Wang et al. examine the effects of integrating exercise with konjac glucomannan (KGM) on antibiotic-induced dysbiosis of the gut microbiota in mice. Their findings indicate that this combined intervention is more effective than individual interventions in restoring alterations in gut microbiota composition and diversity caused by antibiotic treatment. Furthermore, in their work, a combination of exercise and KGM significantly enhances microbial purine metabolic pathways. This study underscores the potential of employing a combination of exercise and KGM as a promising strategy to mitigate the adverse effects of antibiotics on the gut microbiome (Contributor 6). Nonetheless, further research is warranted to determine the optimal timing and intensity of exercise interventions. This study offers valuable insights for the development of strategies aimed at preventing and managing gut microbiota dysbiosis.

Yun et al. investigate the impact of Lactobacillus plantarum P111 and Bifidobacterium longum P121 on obesity and depression or cognitive impairment-like behavior induced by a high-fat diet (HFD) in mice.
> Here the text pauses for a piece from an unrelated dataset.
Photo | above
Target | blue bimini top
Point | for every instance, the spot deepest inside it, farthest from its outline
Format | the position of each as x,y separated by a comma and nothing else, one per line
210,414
Their findings indicate that these probiotics, whether administered individually or in combination, can mitigate HFD-induced body weight gain, liver steatosis, and depression or cognitive impairment-like behavior. The results demonstrate that oral administration of P111 or P121 significantly reduces HFD-induced weight gain and enhances lipid profiles in both the blood and liver. Moreover, these probiotics downregulate NF-κB activation and TNF-α expression in the liver and colon while concurrently upregulating AMPK activation. They also attenuate HFD-induced depression/cognitive impairment-like behavior and hippocampal NF-κB activation, leading to an increase in the hippocampal BDNF-positive cell population and BDNF levels (Contributor 7). Notably, the combined administration of P111 and P121 (LpBl) exhibits a more pronounced effect in ameliorating body weight gain, liver steatosis, and depression or cognitive impairment-like behavior. This study underscores the potential of P111 and P121 as promising candidates for the prevention and treatment of these conditions.

Zhang et al. investigate the causal relationship between gut microbiota and autoimmune thyroid disease (AITD) through the application of a Mendelian randomization approach. Following an examination of 119 gut microbiota and 9 metabolites, their research identifies a causal association between 3-indoleglyoxylic acid levels and the risk of AITD, implying that metabolites derived from gut microbiota may play a role in the pathogenesis of AITD. Additionally, this study underscores the potential causal effects of Ruminococcus torques on Graves’ disease and taurocholic acid on Hashimoto’s thyroiditis (Contributor 8). In summary, this research offers novel insights into the influence of gut microbiota on AITD, thereby laying the groundwork for future investigations and potential therapeutic interventions.

Type 2 diabetes (T2D), a chronic metabolic disorder with extensive health implications, has been increasingly associated with gut microbiota dysbiosis. The review article “Targeting the Gut Microbiota for Prevention and Management of Type 2 Diabetes” provides valuable insights into this intricate relationship. The authors conduct a comprehensive analysis of how alterations in the gut microbiota, including imbalances in bacterial species and changes in metabolite production, contribute to the pathogenesis of T2D (Contributor 9). They emphasize the potential of modulating the gut microbiota through nutritional interventions, such as specific diets and supplements, as well as physical exercise, to restore microbial homeostasis and enhance glycemic control. This review improved our understanding of the gut microbiota–T2D connection and its implications for the development of novel therapeutic strategies for T2D management.

This Editorial summarizes the nine articles that comprise this Special Issue, emphasizing the crucial link between dietary patterns, gut microbiota, and human health. The findings deepen our understanding of the mechanisms involved in these processes and suggest promising strategies for disease prevention and treatment, paving the way for future research and practical applications in this dynamic field.